Das Worst-Case-Szenario geht von einem Anstieg des Meeresspiegels um mehr als 1 Meter bis zum Jahr 2100 aus. Auf die Versicherer kämen Forderungen in Höhe von 226 Milliarden australischen Dollar für Immobilien und Infrastruktureinrichtungen zu, die den Überschwemmungen und der Erosion zum Opfer fallen würden. Im Juni 2016 wurde der Küstenstreifen von Queensland bis Tasmanien von schweren Stürmen heimgesucht. Die aufgepeitschte Brandung zerstörte vor allem in Sydneys Stadtvierteln Collaroy und Narrabeen Häuser und Straßen. Weil die Strände erodieren, brechen sich die Wellen direkt am Beton.

„Durch die Verbrennung von Erdgas und Erdöl und den Kahlschlag in den Wäldern entstehen Treibhausgase, die Ursache der Angry Summers sind“, stellt die australische Nichtregierungsorganisation Climate Council fest. Die im Südosten gelegene Insel Tasma­nien wird eigentlich durch die „Roaring Forties“ gekühlt – kräftige Westwinde, die in der Region um den 40. Grad südlicher Breite wehen.

Im Januar 2019 zeigte das Thermometer dort aber 35 Grad Celsius. Schwarze Wolken tauchten die Stadt Hobart in ein surreales, helldunkles Licht. Hinter den Bergen brannten die Regenwälder. 500 Feuerwehrleute kämpften gegen die Flammen, um die botanisch äußerst wertvollen, teilweise über 1000 Jahre alten King-Billy- und Huon-Koniferen zu schützen.

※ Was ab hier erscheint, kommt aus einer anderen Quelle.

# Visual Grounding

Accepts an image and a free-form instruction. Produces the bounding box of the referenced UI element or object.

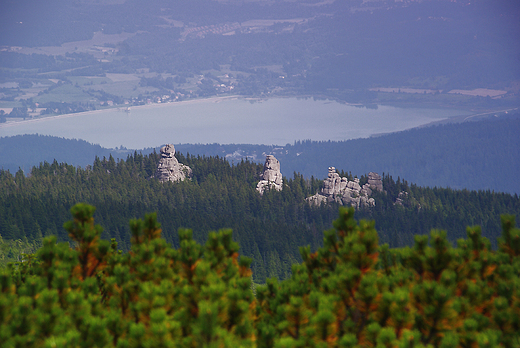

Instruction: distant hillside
[1,114,519,194]
[277,115,520,194]
[180,115,520,195]
[1,0,518,112]
[0,134,141,173]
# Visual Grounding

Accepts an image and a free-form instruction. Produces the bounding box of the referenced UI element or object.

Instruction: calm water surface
[0,98,468,149]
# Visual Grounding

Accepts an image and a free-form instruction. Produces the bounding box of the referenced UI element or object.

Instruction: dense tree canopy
[1,151,519,283]
[0,204,519,347]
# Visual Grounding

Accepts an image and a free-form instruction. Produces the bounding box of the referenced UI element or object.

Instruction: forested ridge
[3,115,520,194]
[0,204,519,347]
[0,152,328,281]
[0,150,519,284]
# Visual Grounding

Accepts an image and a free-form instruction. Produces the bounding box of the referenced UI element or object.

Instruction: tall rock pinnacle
[154,144,192,183]
[256,155,283,195]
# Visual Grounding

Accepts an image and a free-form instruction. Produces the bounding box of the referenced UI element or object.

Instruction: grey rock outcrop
[394,191,408,206]
[154,144,192,183]
[307,167,382,208]
[256,155,283,195]
[368,172,383,192]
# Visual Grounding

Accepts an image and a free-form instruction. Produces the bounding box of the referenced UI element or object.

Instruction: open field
[0,102,22,109]
[0,83,19,88]
[33,84,94,104]
[105,73,141,83]
[6,32,136,58]
[67,76,113,86]
[91,82,158,99]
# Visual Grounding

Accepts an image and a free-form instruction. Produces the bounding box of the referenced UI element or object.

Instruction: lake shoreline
[0,95,246,130]
[2,94,449,131]
[1,94,481,131]
[1,96,472,149]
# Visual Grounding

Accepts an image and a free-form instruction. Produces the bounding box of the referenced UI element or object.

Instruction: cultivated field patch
[105,73,141,83]
[33,84,93,104]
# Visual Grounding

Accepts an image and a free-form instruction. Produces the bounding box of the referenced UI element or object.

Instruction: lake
[0,97,468,149]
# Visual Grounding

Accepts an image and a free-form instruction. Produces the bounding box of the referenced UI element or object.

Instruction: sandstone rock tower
[256,155,283,195]
[307,167,383,208]
[367,172,383,192]
[154,144,192,183]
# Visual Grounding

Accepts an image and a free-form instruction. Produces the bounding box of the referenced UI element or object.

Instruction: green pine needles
[1,204,519,347]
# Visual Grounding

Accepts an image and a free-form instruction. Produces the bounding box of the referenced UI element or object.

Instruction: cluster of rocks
[256,155,283,195]
[153,148,382,210]
[394,191,408,206]
[154,144,192,183]
[307,168,383,208]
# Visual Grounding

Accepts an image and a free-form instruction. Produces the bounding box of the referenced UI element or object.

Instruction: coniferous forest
[1,204,519,347]
[0,151,519,284]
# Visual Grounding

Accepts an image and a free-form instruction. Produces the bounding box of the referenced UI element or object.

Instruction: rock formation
[394,191,408,206]
[154,144,192,183]
[307,167,383,208]
[256,155,283,195]
[368,172,383,192]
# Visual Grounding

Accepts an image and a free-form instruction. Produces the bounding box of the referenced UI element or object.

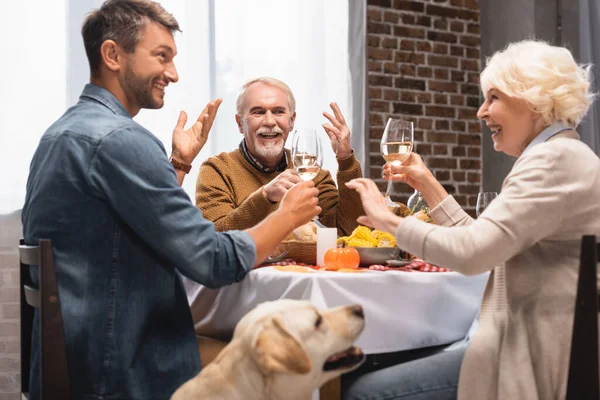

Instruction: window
[0,0,365,212]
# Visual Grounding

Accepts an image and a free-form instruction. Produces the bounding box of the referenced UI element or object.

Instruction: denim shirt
[22,84,256,400]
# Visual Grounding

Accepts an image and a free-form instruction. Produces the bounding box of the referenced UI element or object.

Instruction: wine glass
[407,189,428,214]
[476,192,498,217]
[380,118,414,208]
[291,128,323,181]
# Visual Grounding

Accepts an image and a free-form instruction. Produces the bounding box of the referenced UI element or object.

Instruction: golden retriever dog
[171,299,366,400]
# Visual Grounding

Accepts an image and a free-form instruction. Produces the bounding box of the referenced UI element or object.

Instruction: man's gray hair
[236,77,296,115]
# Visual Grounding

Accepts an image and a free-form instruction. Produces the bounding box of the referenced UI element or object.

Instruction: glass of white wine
[476,192,498,217]
[291,128,323,181]
[380,118,414,208]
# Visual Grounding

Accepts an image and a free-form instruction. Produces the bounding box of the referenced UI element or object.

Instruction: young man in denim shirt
[21,1,321,399]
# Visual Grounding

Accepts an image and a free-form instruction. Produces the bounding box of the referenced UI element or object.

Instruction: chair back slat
[566,235,599,400]
[19,239,71,400]
[24,286,40,308]
[19,245,39,267]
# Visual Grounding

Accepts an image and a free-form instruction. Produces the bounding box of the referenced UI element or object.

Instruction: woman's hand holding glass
[383,153,449,210]
[383,153,431,192]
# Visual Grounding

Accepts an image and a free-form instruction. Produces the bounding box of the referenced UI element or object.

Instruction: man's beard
[248,126,286,161]
[123,62,163,110]
[253,138,285,160]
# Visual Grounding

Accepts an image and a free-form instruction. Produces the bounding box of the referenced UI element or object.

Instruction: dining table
[184,265,488,355]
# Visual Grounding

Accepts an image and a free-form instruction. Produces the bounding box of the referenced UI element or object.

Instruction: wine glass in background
[406,142,429,214]
[291,128,323,181]
[407,189,428,214]
[380,118,414,208]
[476,192,498,217]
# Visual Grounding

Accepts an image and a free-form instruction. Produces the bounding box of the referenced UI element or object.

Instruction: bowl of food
[354,246,401,266]
[337,226,402,266]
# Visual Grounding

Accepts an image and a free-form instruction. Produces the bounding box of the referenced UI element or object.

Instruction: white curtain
[0,0,364,213]
[0,1,68,214]
[579,0,600,156]
[348,0,368,175]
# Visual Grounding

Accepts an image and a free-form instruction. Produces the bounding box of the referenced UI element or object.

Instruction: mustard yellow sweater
[195,149,364,236]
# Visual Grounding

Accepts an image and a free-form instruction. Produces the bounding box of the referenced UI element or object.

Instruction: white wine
[382,141,412,163]
[296,165,320,181]
[293,153,318,167]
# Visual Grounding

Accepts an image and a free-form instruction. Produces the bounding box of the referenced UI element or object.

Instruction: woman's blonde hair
[480,40,595,127]
[236,77,296,115]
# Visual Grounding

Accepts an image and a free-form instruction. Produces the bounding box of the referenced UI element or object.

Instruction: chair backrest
[19,239,71,400]
[567,235,600,400]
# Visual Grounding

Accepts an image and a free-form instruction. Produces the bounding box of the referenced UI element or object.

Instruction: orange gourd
[324,247,360,271]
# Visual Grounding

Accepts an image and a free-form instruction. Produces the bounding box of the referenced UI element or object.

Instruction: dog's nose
[350,305,364,319]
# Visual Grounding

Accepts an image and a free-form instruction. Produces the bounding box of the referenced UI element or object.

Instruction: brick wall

Zu diesem Zeitpunkt war bereits eine bis dahin eigentlich feuchte Fläche von 2000 Hektar verbrannt.

Auf dem Kontinent geht die teilweise selbst vom Feuer geformte australische Landschaft in alarmierender Geschwindigkeit in Rauch auf. „Die Buschfeuersaison hat in Queensland länger gedauert als normal, und in Tasmanien hat sie früher begonnen“, stellt der Climate Council fest. Er fordert ein koordiniertes politisches Handeln, um die Nettoemissionen „bis 2050 auf null zu reduzieren“.

Das ist ein schier unmögliches Unterfangen in einem Land, das Kohle-Exportweltmeister ist. Zumal die Medien des Milliardärs Rupert Murdoch, der 70 Prozent der australischen Presse kontrolliert10 , die fossilen Energieunternehmen sowie Thinktanks wie der Minerals Council of Australia und die Australian Coal Association den „Mythos“ der Klimaerwärmung abstreiten. Nach der „roten Bedrohung“ im Kalten Krieg malt die politische Rechte in Australien nun eine „grüne Bedrohung“ an die Wand.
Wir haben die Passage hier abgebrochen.